A new company aim has been identified: Transparency. Primark seeks to demonstrate commitment to responsible manufacturing through this characteristic. Transparency means the business is open to people seeing how it manages its relationships with suppliers. And, in turn, suppliers’ practices also need to be transparent. This measure will help Primark to retain cleaner reputation it seeks as well as opportunities in new investments and ventures.

  • Observational Factors

Though implementing these new approaches will definitely be beneficial to Primark, the difficult of monitoring every single aspect of an overseas supplier still remains a difficult challenge. Ethical Trade Directors can only supervise a limited number of suppliers and buyers.   There are bound to be some slips and holes, it will be their core responsibility to draw up an efficient plan to prevent any unethical and inhumane treatment of the workers. It will certainly be a big task as Primark seeks to expand, opening new stores in 2011 at original locations in Germany and the Netherlands.

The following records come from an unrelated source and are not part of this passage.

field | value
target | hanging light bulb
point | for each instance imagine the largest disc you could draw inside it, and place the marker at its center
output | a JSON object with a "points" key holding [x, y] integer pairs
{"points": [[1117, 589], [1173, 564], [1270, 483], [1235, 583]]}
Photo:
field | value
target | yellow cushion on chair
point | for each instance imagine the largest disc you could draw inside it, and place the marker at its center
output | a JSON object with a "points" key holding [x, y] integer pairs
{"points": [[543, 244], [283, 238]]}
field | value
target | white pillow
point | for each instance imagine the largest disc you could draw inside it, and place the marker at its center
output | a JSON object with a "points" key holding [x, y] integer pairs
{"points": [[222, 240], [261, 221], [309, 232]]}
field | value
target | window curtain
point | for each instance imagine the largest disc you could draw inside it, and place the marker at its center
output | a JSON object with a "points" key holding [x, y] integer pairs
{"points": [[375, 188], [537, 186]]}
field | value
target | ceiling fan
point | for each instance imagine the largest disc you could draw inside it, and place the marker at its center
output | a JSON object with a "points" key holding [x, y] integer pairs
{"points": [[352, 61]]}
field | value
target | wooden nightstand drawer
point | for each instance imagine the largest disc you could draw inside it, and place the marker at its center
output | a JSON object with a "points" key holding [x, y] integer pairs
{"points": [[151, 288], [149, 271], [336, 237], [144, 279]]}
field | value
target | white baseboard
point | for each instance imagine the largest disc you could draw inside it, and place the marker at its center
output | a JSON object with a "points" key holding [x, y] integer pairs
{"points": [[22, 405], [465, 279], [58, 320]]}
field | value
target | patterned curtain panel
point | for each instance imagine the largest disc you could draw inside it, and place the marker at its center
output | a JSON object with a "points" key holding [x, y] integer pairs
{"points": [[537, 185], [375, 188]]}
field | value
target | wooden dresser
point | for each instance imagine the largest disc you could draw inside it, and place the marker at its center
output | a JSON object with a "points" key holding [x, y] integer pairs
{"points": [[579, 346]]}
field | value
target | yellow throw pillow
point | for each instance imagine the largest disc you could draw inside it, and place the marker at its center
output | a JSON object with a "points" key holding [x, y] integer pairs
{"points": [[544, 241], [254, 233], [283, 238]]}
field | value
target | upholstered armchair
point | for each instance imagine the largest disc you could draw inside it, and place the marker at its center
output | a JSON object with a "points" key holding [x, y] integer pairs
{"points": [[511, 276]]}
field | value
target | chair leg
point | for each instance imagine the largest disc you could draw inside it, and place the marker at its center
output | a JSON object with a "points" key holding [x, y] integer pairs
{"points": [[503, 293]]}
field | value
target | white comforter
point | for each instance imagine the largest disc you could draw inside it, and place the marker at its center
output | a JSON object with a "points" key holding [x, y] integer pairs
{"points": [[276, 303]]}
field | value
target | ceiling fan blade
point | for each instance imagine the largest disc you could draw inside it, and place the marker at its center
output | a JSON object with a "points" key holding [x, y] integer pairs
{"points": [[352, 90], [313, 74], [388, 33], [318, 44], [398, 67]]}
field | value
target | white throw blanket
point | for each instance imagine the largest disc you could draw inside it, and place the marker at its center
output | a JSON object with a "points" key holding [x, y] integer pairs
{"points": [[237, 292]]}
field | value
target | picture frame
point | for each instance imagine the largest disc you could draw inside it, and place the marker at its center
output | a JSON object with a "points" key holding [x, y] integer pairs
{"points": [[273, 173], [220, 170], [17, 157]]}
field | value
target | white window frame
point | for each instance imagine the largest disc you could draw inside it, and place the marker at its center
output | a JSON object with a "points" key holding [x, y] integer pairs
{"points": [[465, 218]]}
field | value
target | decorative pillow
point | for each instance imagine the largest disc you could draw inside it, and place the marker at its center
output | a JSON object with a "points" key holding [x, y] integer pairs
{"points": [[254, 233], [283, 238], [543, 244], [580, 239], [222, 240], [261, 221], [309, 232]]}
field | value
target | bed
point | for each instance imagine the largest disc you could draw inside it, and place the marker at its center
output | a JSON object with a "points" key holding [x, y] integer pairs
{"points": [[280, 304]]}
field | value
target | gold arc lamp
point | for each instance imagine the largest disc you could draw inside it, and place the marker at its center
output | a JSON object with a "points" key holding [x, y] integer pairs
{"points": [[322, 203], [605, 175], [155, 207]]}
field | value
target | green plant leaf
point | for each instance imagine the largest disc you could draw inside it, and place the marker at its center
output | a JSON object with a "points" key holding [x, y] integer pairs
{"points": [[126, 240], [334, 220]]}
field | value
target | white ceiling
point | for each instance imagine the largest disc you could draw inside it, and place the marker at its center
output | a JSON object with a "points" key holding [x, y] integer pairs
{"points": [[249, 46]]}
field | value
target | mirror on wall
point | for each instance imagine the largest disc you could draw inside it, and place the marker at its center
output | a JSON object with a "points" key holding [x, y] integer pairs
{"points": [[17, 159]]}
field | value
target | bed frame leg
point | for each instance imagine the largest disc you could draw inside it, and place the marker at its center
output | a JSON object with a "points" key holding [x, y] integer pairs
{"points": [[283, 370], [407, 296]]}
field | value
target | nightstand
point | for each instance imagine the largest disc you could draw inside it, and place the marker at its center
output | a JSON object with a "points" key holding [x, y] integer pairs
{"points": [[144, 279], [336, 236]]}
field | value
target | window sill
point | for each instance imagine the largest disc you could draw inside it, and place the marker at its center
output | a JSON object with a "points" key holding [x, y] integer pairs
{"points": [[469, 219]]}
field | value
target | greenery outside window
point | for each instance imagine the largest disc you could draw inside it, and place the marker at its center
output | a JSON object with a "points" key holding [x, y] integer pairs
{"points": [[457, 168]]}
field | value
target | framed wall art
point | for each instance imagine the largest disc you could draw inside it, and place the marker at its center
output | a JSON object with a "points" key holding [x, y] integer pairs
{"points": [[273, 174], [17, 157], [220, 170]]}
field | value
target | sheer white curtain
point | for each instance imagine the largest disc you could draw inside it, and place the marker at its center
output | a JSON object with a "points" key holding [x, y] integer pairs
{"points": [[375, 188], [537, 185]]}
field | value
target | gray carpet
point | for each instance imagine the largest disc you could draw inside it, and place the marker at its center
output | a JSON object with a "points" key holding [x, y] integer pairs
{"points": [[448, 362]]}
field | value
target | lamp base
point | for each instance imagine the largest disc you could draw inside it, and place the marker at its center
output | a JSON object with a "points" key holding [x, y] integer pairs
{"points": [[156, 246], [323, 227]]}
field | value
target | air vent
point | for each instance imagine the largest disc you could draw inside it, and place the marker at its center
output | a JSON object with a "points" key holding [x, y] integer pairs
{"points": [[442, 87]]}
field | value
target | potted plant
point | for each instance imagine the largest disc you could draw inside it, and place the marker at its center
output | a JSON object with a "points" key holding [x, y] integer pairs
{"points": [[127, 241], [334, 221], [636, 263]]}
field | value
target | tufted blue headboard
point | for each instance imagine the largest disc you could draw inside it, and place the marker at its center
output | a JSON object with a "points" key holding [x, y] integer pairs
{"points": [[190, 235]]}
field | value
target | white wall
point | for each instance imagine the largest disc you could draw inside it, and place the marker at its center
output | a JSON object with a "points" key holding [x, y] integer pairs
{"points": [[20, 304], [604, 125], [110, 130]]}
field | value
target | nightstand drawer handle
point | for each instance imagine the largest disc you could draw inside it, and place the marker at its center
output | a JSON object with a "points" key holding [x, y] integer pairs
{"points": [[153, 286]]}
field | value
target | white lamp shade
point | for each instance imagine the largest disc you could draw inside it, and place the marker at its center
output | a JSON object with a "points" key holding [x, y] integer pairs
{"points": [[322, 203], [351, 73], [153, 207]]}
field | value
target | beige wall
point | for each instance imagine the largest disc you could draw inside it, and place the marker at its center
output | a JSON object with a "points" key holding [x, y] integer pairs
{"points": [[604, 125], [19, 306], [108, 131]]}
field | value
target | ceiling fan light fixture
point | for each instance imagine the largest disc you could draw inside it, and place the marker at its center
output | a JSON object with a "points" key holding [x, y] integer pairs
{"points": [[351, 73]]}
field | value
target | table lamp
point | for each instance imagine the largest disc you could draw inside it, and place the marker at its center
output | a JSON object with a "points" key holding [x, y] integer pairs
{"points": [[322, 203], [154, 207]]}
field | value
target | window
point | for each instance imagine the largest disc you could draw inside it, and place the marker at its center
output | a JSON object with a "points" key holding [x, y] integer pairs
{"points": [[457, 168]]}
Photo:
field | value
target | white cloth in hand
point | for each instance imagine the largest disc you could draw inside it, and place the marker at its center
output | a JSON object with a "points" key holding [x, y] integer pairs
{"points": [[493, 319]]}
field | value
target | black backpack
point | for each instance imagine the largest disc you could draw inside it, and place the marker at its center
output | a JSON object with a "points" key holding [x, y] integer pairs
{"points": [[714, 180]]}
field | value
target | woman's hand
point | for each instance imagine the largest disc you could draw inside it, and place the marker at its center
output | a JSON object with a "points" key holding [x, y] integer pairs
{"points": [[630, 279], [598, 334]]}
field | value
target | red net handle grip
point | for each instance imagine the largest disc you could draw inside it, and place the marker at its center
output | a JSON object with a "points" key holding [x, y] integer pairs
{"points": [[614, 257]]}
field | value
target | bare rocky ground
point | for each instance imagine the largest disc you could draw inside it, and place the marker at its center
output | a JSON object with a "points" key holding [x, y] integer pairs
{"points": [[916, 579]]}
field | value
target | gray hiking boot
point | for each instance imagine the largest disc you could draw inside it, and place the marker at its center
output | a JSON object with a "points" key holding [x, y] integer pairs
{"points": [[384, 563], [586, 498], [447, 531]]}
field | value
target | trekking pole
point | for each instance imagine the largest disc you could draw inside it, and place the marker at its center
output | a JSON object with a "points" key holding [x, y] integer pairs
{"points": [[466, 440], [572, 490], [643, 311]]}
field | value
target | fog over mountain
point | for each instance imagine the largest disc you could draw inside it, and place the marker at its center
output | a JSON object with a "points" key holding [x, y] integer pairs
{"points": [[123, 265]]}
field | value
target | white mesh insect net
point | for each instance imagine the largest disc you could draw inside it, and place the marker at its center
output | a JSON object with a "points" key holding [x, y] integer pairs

The recent expansions of Primark are actually a good sign that it is slowly regaining its lost reputation and consumers are striving to return to this value priced retailer. Primark’s growth will inevitably come from offering low prices for fashionable goods while promoting its ethical manufacturing standards. And by working with external agencies such as the International Labor Organization (ILO), the ETI and independent auditors, Primark will help to set and maintain standards in the fashion industry. Hopefully, this commitment to responsible manufacturing will help to assure its customers that the goods they are purchasing are not only fashionable and good value-for-money, but also that they are ethically produced by workers who are fairly treated and compensated.